Why did God let this happen? We ask this question after most tragedies. Why didn't God cause the gunman's car to break down? Or have the kids somehow not be in the classroom? Or have his guns get stuck? God could have saved those children so why didn't He?

I don't know any strong answers to this question, but something that Avivit Shaer said after she lost her husband and five children in a freak fire last year still stays with me whenever I hear myself ask this question. She said that she has many questions for God, but she has begun to understand that God does not give us answers in this world. "It's not that there are no answers. But we humans are not equipped to handle the complexity or wholeness of God's answers. He has eternal considerations."

When I hear someone who has lost her entire family in one night say these words, I can stop my own whys. I can accept that there are answers even though I don't know what they are.

Why is this story in my life? Sometimes we hear about an event and forget about it soon afterwards. Or we dismiss it as too far away to be relevant. But every news story that we read and every event that crosses our paths is meant to teach us something. So what is the message in the wake of this tragedy? Maybe it's that we should appreciate each day with our own children. Maybe it's that we should realize that human suffering is never far away, happening to someone else. It should and does impact everyone that hears about it. Or maybe the message is that we should be sending our kids off to school not only with a sandwich but with a prayer for their safety.

But for me, the most crucial message hit me when I explained to my son what happened.

The ambulances were still blaring when I walked back into the living room and found the boys racing matchbox cars on the floor. I sat down next to them and watched them play before telling my six year old vaguely what had happened in words that hopefully wouldn't terrify him. I asked him if he wanted to say a prayer for the children who were 'hurt' and their parents.
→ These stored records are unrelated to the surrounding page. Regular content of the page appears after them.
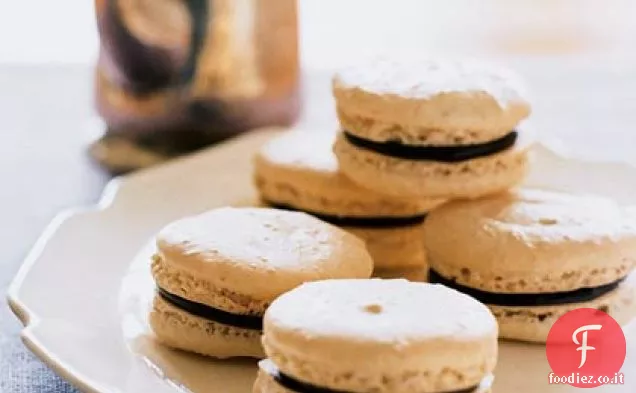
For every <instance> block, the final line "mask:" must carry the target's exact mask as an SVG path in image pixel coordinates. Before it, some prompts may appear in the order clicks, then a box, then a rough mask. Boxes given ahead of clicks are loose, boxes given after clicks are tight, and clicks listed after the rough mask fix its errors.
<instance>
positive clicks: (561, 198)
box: [484, 189, 636, 242]
mask: <svg viewBox="0 0 636 393" xmlns="http://www.w3.org/2000/svg"><path fill="white" fill-rule="evenodd" d="M513 195H514V201H511V203H509V204H507V205H500V208H499V209H498V210H495V211H496V212H497V213H496V214H494V215H493V216H491V217H486V218H485V222H484V224H485V225H486V226H497V227H499V228H500V229H505V230H506V231H507V232H511V233H515V234H517V235H518V236H519V237H521V238H523V239H524V240H526V241H529V242H536V241H540V242H559V241H562V240H565V239H567V240H570V241H595V240H596V241H604V240H610V241H614V242H616V241H620V240H621V239H624V238H626V237H635V236H636V215H634V214H633V212H630V211H627V210H624V209H622V208H620V207H619V206H618V205H617V204H616V203H614V202H613V201H612V200H610V199H605V198H600V197H594V196H586V195H570V194H562V193H556V192H547V191H541V190H532V189H524V190H518V191H516V192H515V193H514V194H513ZM500 202H501V201H500ZM493 203H495V204H496V201H493ZM504 203H505V202H504ZM504 206H505V207H504Z"/></svg>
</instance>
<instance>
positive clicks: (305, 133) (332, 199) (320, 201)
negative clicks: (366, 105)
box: [254, 130, 444, 271]
mask: <svg viewBox="0 0 636 393" xmlns="http://www.w3.org/2000/svg"><path fill="white" fill-rule="evenodd" d="M334 140H335V133H334V132H317V131H316V132H312V131H300V130H295V131H290V132H287V133H284V134H281V135H280V136H278V137H276V138H274V139H272V140H271V141H270V142H269V143H267V144H265V145H264V146H263V147H262V149H261V150H260V151H259V152H258V153H257V155H256V158H255V174H254V178H255V183H256V186H257V188H258V191H259V193H260V196H261V199H262V200H263V201H264V203H265V204H266V205H269V206H271V207H276V208H282V209H289V210H296V211H303V212H307V213H310V214H312V215H314V216H315V217H318V218H320V219H322V220H324V221H326V222H330V223H332V224H334V225H337V226H339V227H341V228H343V229H345V230H347V231H349V232H351V233H353V234H354V235H356V236H358V237H360V238H361V239H363V240H365V241H366V244H367V247H368V249H369V252H370V254H371V256H372V257H373V259H374V262H375V268H376V270H380V271H382V270H390V271H395V270H409V271H410V270H414V269H415V270H416V269H419V270H423V269H425V266H426V255H425V252H424V243H423V241H422V229H423V226H422V223H423V222H424V219H425V216H426V214H427V212H428V211H429V210H430V209H432V208H434V207H436V206H438V205H440V204H441V203H442V202H444V200H443V199H440V198H403V197H402V198H400V197H391V196H386V195H384V194H380V193H377V192H373V191H369V190H367V189H365V188H362V187H360V186H358V185H357V184H355V183H353V182H352V181H351V180H349V179H348V178H347V177H346V176H344V175H343V174H342V173H341V172H340V170H339V168H338V162H337V160H336V157H335V156H334V154H333V152H332V146H333V142H334Z"/></svg>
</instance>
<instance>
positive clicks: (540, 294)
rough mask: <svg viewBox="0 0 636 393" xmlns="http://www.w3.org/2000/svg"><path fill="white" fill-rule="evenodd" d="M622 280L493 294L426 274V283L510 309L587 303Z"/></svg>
mask: <svg viewBox="0 0 636 393" xmlns="http://www.w3.org/2000/svg"><path fill="white" fill-rule="evenodd" d="M623 280H624V278H621V279H620V280H617V281H614V282H611V283H609V284H605V285H600V286H598V287H593V288H580V289H575V290H573V291H565V292H552V293H494V292H487V291H482V290H481V289H475V288H470V287H467V286H465V285H462V284H458V283H457V282H456V280H454V279H450V278H446V277H444V276H442V275H441V274H439V273H437V272H436V271H435V270H432V269H431V270H429V272H428V281H429V282H431V283H433V284H442V285H445V286H447V287H449V288H452V289H455V290H457V291H459V292H462V293H464V294H466V295H468V296H471V297H473V298H475V299H477V300H479V301H480V302H482V303H485V304H492V305H495V306H510V307H532V306H555V305H561V304H571V303H583V302H589V301H592V300H594V299H597V298H599V297H601V296H603V295H605V294H606V293H608V292H611V291H613V290H615V289H616V288H617V287H618V285H619V284H620V283H621V282H622V281H623Z"/></svg>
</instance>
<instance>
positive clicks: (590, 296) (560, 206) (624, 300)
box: [424, 189, 636, 343]
mask: <svg viewBox="0 0 636 393" xmlns="http://www.w3.org/2000/svg"><path fill="white" fill-rule="evenodd" d="M424 226H425V239H426V240H425V241H426V247H427V251H428V255H429V265H430V272H429V280H430V281H431V282H434V283H441V284H444V285H446V286H448V287H450V288H453V289H456V290H458V291H461V292H463V293H466V294H468V295H470V296H472V297H474V298H475V299H477V300H479V301H481V302H483V303H485V304H487V305H488V306H489V307H490V309H491V311H492V312H493V314H494V315H495V316H496V317H497V320H498V322H499V331H500V335H501V337H502V338H507V339H513V340H522V341H529V342H539V343H541V342H545V341H546V339H547V336H548V332H549V331H550V328H551V327H552V325H553V324H554V322H555V321H556V320H557V319H558V318H559V317H560V316H562V315H563V314H565V313H566V312H568V311H571V310H574V309H577V308H595V309H598V310H601V311H604V312H606V313H608V314H609V315H610V316H612V317H613V318H614V319H616V320H617V321H618V322H619V323H622V324H624V323H627V322H628V321H629V320H630V319H632V317H633V316H634V315H636V275H635V274H630V273H631V272H632V271H633V269H634V266H635V265H636V215H634V212H633V211H630V210H627V209H625V208H622V207H620V206H619V205H617V204H616V203H614V202H613V201H611V200H608V199H605V198H600V197H592V196H583V195H571V194H565V193H560V192H550V191H540V190H533V189H519V190H515V191H510V192H507V193H503V194H499V195H497V196H493V197H487V198H482V199H476V200H473V201H456V202H451V203H449V204H447V205H445V206H442V207H441V208H439V209H438V210H435V211H434V212H432V213H431V214H430V215H429V217H428V219H427V221H426V223H425V225H424Z"/></svg>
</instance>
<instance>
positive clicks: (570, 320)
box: [546, 308, 626, 388]
mask: <svg viewBox="0 0 636 393" xmlns="http://www.w3.org/2000/svg"><path fill="white" fill-rule="evenodd" d="M625 352H626V343H625V334H624V333H623V329H622V328H621V326H620V325H619V324H618V322H616V320H614V318H612V317H610V316H609V315H607V314H606V313H604V312H603V311H600V310H596V309H593V308H580V309H577V310H573V311H570V312H568V313H567V314H565V315H563V316H562V317H561V318H559V319H558V320H557V321H556V322H555V323H554V325H553V326H552V328H551V329H550V333H548V340H547V343H546V356H547V357H548V363H550V367H551V368H552V371H553V372H552V373H551V374H550V375H549V377H548V379H549V380H548V382H549V383H551V384H568V385H571V386H574V387H578V388H593V387H596V386H600V385H605V384H622V383H623V376H622V375H621V374H619V371H620V369H621V367H622V366H623V362H624V361H625Z"/></svg>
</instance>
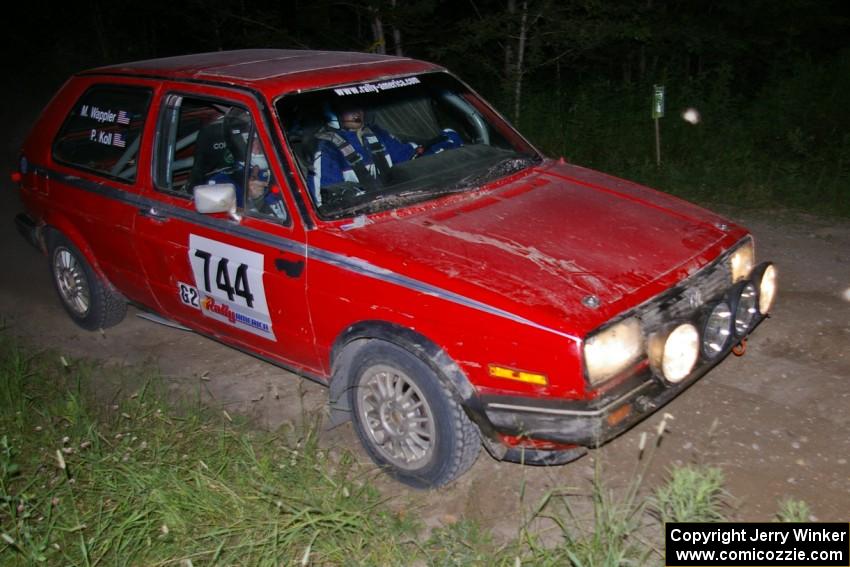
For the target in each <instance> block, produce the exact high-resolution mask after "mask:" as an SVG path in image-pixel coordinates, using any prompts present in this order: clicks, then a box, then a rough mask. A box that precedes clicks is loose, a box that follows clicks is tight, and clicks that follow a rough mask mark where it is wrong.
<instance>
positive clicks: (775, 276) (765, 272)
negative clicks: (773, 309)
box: [753, 262, 777, 315]
mask: <svg viewBox="0 0 850 567" xmlns="http://www.w3.org/2000/svg"><path fill="white" fill-rule="evenodd" d="M776 276H777V273H776V266H774V265H773V264H771V263H769V262H765V263H764V264H761V265H759V266H758V267H757V268H756V269H755V271H754V272H753V281H754V282H756V285H757V286H758V288H759V313H761V314H762V315H767V314H768V313H770V310H771V309H772V308H773V301H774V300H775V299H776V289H777V286H776Z"/></svg>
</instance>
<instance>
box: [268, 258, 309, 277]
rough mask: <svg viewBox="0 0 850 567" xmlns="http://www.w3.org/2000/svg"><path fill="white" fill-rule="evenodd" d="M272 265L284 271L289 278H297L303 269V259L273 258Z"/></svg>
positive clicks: (281, 271)
mask: <svg viewBox="0 0 850 567" xmlns="http://www.w3.org/2000/svg"><path fill="white" fill-rule="evenodd" d="M274 267H275V268H277V269H278V270H279V271H281V272H284V273H286V275H287V276H289V277H290V278H297V277H298V276H300V275H301V272H303V271H304V260H284V259H283V258H275V261H274Z"/></svg>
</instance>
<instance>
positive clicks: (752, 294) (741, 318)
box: [732, 282, 757, 337]
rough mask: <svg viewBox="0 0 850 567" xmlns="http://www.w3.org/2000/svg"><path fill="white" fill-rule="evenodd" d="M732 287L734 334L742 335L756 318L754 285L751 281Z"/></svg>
mask: <svg viewBox="0 0 850 567" xmlns="http://www.w3.org/2000/svg"><path fill="white" fill-rule="evenodd" d="M742 284H743V285H740V286H735V287H734V288H732V305H734V306H735V336H736V337H743V336H744V335H746V334H747V331H749V330H750V327H751V326H752V324H753V321H754V320H755V318H756V303H757V298H756V286H754V285H753V284H752V282H746V283H744V282H742Z"/></svg>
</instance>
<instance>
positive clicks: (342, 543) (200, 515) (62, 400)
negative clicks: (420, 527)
mask: <svg viewBox="0 0 850 567" xmlns="http://www.w3.org/2000/svg"><path fill="white" fill-rule="evenodd" d="M3 351H4V352H3V356H2V367H0V376H2V380H3V382H2V388H0V398H2V403H3V407H2V417H0V423H2V430H3V431H4V432H5V434H4V435H3V437H2V439H0V474H1V475H2V477H0V499H2V511H0V526H2V527H1V528H0V529H2V539H3V544H4V546H5V548H0V562H2V563H3V564H16V563H17V564H30V563H34V562H48V563H51V564H74V565H99V564H107V563H108V564H134V565H142V564H143V565H172V564H184V565H185V564H191V563H193V562H195V563H203V564H214V563H218V564H225V565H227V564H250V565H281V564H304V565H307V564H364V565H383V564H389V565H394V564H402V563H404V562H405V557H406V550H407V548H408V547H409V546H410V544H409V543H405V542H404V541H405V540H406V541H408V542H409V540H410V535H411V534H412V533H413V527H412V526H411V525H409V524H406V523H405V522H403V521H402V520H401V519H400V518H399V517H398V516H395V515H393V514H391V513H389V512H387V511H386V510H384V509H383V508H382V507H381V506H380V498H379V495H378V494H377V492H376V491H375V490H374V489H373V488H371V487H370V486H369V485H367V484H364V483H362V482H360V481H358V480H355V479H354V478H353V474H352V472H353V460H352V459H351V457H350V455H348V454H346V453H343V454H342V455H341V456H340V457H335V456H334V455H331V454H330V453H329V452H327V451H324V450H322V449H320V448H319V447H318V444H317V439H316V434H315V433H316V428H315V427H314V426H310V425H309V424H308V426H307V427H305V428H303V429H291V430H285V431H280V432H277V433H275V434H261V433H253V432H250V431H249V430H248V429H247V428H246V427H244V425H243V424H240V423H231V422H230V421H229V420H228V419H227V418H225V417H224V416H221V417H218V416H214V415H211V414H209V413H208V412H205V411H197V410H194V409H192V410H187V409H186V408H175V407H167V406H166V405H165V404H163V403H162V400H163V399H164V395H163V394H164V393H163V392H162V391H158V388H159V384H157V383H156V381H155V379H151V378H148V379H147V381H146V382H145V383H144V386H143V387H142V388H141V390H140V391H139V392H138V393H137V394H135V395H132V396H129V397H127V398H126V399H123V400H121V401H120V402H118V403H117V404H115V405H113V406H111V407H108V408H106V409H105V410H104V411H99V410H98V408H97V407H96V406H94V404H93V403H92V400H91V398H89V397H88V395H89V394H90V393H91V391H92V388H93V380H94V375H95V373H96V372H97V371H98V369H97V368H96V367H93V366H91V365H87V364H85V363H83V362H81V361H71V362H68V366H65V365H64V364H62V362H60V361H59V360H55V361H54V359H55V357H52V356H48V355H41V356H33V355H29V354H27V353H25V352H24V351H22V350H21V349H19V348H18V347H16V346H14V345H10V344H4V345H3ZM63 360H64V359H63ZM99 370H101V371H103V370H105V369H99ZM109 371H114V369H111V370H109Z"/></svg>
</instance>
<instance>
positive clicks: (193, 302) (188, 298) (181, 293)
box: [177, 282, 201, 309]
mask: <svg viewBox="0 0 850 567" xmlns="http://www.w3.org/2000/svg"><path fill="white" fill-rule="evenodd" d="M177 293H178V295H179V296H180V301H182V302H183V303H184V304H185V305H188V306H189V307H194V308H195V309H200V308H201V304H200V303H199V302H198V298H199V297H200V294H198V290H197V289H196V288H195V287H194V286H191V285H189V284H185V283H183V282H177Z"/></svg>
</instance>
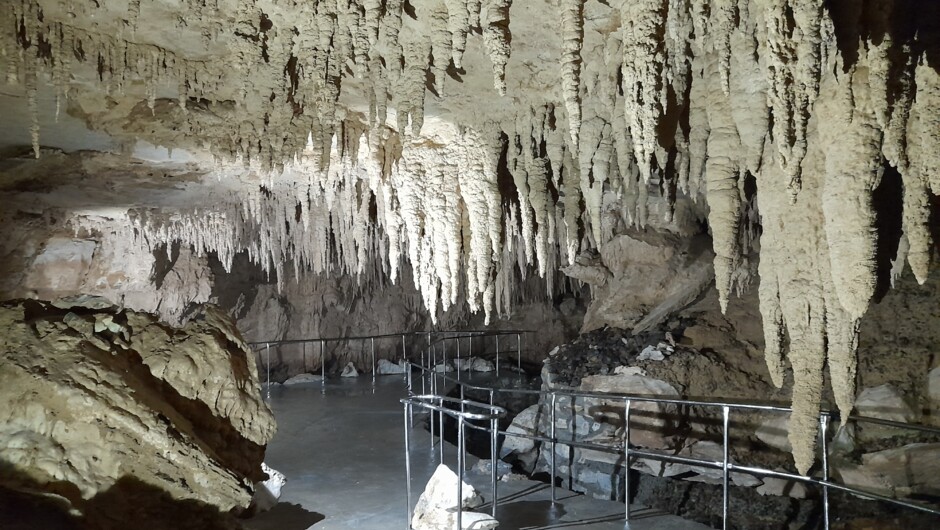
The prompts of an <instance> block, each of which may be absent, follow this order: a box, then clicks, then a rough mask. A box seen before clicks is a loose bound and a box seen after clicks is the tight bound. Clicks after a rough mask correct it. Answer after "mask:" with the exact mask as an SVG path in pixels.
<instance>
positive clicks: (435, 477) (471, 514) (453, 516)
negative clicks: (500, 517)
mask: <svg viewBox="0 0 940 530" xmlns="http://www.w3.org/2000/svg"><path fill="white" fill-rule="evenodd" d="M457 481H458V478H457V474H456V473H454V472H453V471H451V469H450V468H449V467H447V466H446V465H444V464H441V465H439V466H438V467H437V470H435V471H434V474H433V475H431V479H430V480H428V485H427V486H426V487H425V490H424V492H423V493H422V494H421V496H420V497H418V504H417V505H416V506H415V509H414V515H413V516H412V519H411V526H412V528H414V529H415V530H450V529H452V528H455V527H456V526H457V510H461V511H462V512H463V513H462V515H461V522H462V528H463V529H466V530H491V529H493V528H496V527H497V526H499V523H498V522H497V521H496V519H493V518H492V517H490V516H489V515H487V514H483V513H478V512H472V511H469V510H470V509H473V508H476V507H478V506H480V505H481V504H482V503H483V499H482V497H480V495H479V494H478V493H477V491H476V490H475V489H474V488H473V486H471V485H469V484H467V483H466V482H464V483H463V492H462V493H463V495H462V496H461V497H460V499H458V498H457Z"/></svg>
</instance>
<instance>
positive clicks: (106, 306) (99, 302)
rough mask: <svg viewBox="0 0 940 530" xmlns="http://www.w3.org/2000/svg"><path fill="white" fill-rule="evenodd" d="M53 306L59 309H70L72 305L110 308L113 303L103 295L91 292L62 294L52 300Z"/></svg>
mask: <svg viewBox="0 0 940 530" xmlns="http://www.w3.org/2000/svg"><path fill="white" fill-rule="evenodd" d="M52 306H53V307H58V308H59V309H71V308H73V307H84V308H86V309H112V308H114V307H115V305H114V304H113V303H111V301H110V300H108V299H107V298H104V297H103V296H95V295H91V294H76V295H72V296H63V297H62V298H59V299H57V300H54V301H53V302H52Z"/></svg>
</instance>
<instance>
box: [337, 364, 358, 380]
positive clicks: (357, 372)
mask: <svg viewBox="0 0 940 530" xmlns="http://www.w3.org/2000/svg"><path fill="white" fill-rule="evenodd" d="M339 376H340V377H359V370H356V365H354V364H353V363H352V362H348V363H346V366H345V367H343V373H341V374H339Z"/></svg>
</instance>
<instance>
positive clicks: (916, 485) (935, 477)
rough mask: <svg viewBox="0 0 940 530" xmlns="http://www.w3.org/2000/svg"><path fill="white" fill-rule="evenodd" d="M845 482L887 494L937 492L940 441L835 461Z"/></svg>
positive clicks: (838, 469) (859, 486)
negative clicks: (844, 459) (849, 458)
mask: <svg viewBox="0 0 940 530" xmlns="http://www.w3.org/2000/svg"><path fill="white" fill-rule="evenodd" d="M833 470H834V473H835V474H836V476H838V477H840V478H841V479H842V482H843V483H844V484H845V485H847V486H852V487H855V488H858V489H862V490H865V491H870V492H873V493H879V494H881V495H887V496H889V497H911V496H937V495H940V443H916V444H909V445H905V446H903V447H897V448H893V449H886V450H884V451H877V452H874V453H866V454H864V455H862V459H861V463H851V462H843V461H837V462H835V463H834V464H833Z"/></svg>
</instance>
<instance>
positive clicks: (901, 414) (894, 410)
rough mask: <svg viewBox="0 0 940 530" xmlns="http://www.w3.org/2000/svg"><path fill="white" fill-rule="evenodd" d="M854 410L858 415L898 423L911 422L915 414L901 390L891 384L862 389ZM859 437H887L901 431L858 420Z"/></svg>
mask: <svg viewBox="0 0 940 530" xmlns="http://www.w3.org/2000/svg"><path fill="white" fill-rule="evenodd" d="M855 411H856V412H857V413H858V415H859V416H866V417H870V418H878V419H882V420H888V421H894V422H898V423H911V422H913V421H914V420H915V419H916V418H917V415H916V414H915V413H914V409H913V408H911V406H910V405H909V404H908V403H907V401H906V400H905V399H904V396H902V395H901V392H900V391H898V389H897V388H895V387H894V386H892V385H888V384H885V385H879V386H876V387H871V388H866V389H864V390H862V391H861V392H860V393H859V395H858V397H857V398H856V399H855ZM858 427H859V437H860V438H861V439H862V440H873V439H878V438H888V437H891V436H894V435H897V434H899V433H900V432H901V431H899V430H898V429H895V428H893V427H888V426H881V425H878V424H873V423H867V422H860V423H859V424H858Z"/></svg>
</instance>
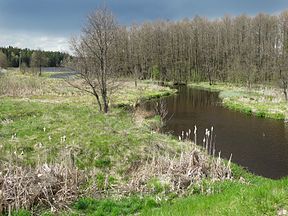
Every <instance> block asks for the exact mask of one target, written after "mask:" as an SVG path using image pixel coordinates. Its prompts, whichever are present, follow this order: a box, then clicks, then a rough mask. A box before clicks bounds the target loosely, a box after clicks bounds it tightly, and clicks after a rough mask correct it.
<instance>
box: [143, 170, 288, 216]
mask: <svg viewBox="0 0 288 216" xmlns="http://www.w3.org/2000/svg"><path fill="white" fill-rule="evenodd" d="M237 172H238V174H237ZM234 173H236V175H241V176H244V178H245V182H247V184H246V183H244V184H243V183H240V182H230V181H226V182H223V183H220V184H217V183H216V184H215V185H214V192H215V193H214V194H213V195H194V196H191V197H187V198H180V199H178V200H176V201H175V202H173V204H170V203H169V204H164V205H163V206H162V207H160V208H158V209H149V210H145V211H144V212H143V214H142V215H147V216H148V215H219V216H222V215H227V216H228V215H259V216H260V215H277V214H278V213H279V212H280V211H283V210H284V211H285V210H287V209H288V186H287V185H288V178H285V179H281V180H270V179H265V178H261V177H257V176H253V175H251V174H248V173H244V172H243V170H241V168H239V167H236V166H235V167H234Z"/></svg>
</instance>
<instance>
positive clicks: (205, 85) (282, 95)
mask: <svg viewBox="0 0 288 216" xmlns="http://www.w3.org/2000/svg"><path fill="white" fill-rule="evenodd" d="M191 86H193V87H197V88H205V89H209V90H215V91H220V97H221V98H222V99H223V104H224V106H226V107H228V108H230V109H234V110H237V111H241V112H245V113H247V114H253V115H256V116H259V117H266V118H273V119H287V118H288V105H287V102H285V101H284V96H283V95H282V94H281V91H280V90H279V89H275V88H267V87H266V88H263V87H262V88H253V89H248V88H244V87H237V86H235V85H232V84H223V83H217V84H216V85H212V86H210V85H209V83H194V84H191Z"/></svg>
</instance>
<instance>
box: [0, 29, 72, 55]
mask: <svg viewBox="0 0 288 216" xmlns="http://www.w3.org/2000/svg"><path fill="white" fill-rule="evenodd" d="M6 46H13V47H19V48H27V47H28V48H30V49H41V50H47V51H63V52H70V49H69V38H68V37H63V36H54V35H48V36H47V34H45V33H43V34H35V33H34V34H33V33H32V34H30V33H29V34H27V33H11V32H0V47H6Z"/></svg>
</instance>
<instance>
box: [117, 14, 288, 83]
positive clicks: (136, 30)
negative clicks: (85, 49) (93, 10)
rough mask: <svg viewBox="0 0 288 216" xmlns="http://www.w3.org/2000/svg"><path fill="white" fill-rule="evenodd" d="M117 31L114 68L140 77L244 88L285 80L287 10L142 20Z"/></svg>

He nodded without looking up from his cars, and then he started singing a song he had recently learned in school. "Esau was coming with 400 men but Yaakov was davening to Hashem." I sat there confused for a moment until my son said, "This is my song for the mommies and daddies. I'm sending them Yaakov's prayer so they shouldn't be scared. So that they should know how to pray for their children. Should I sing it again?"

I nodded as I thought about the words my child was saying. Evil is loud and senseless and comes in an army of 400 men. It comes in the deafening gun shots in a kindergarten classroom. Goodness is quiet. It comes in a prayer that no one else can hear. It’s in the almost invisible steps of an elderly woman cleaning the streets at dawn. And goodness sits behind the scenes in a life like Avivit Shaer's who could have given up and crawled into a hole of grief after losing her family in the fire but instead continued teaching and inspiring her high school students with her rock solid faith and perseverance.

Even though goodness is quieter and humbler than evil, it is far more powerful. Perhaps this is the message we need to hear in the face of such a senseless tragedy: the power of goodness is far stronger than evil. We don't have complete answers to the whys that run through our minds in the aftermath of the second-deadliest school shooting in U.S. history. But we have hope. If every single kind deed that we do is far more powerful than any evil act, then we can at least wake up each morning with determination like the elderly woman who cleans up the world, street by street.

My son's song soon drowned out the sirens in the distance, and I hoped somehow that it reached the parents a half hour away outside the school. I stood by the living room window as he sang and pressed my own face against the glass, remembering the words of Avivit Shaer: "It's about bringing light into the world even when it looks dark." Piece by piece. Song by song. Word by word. Let's rebuild.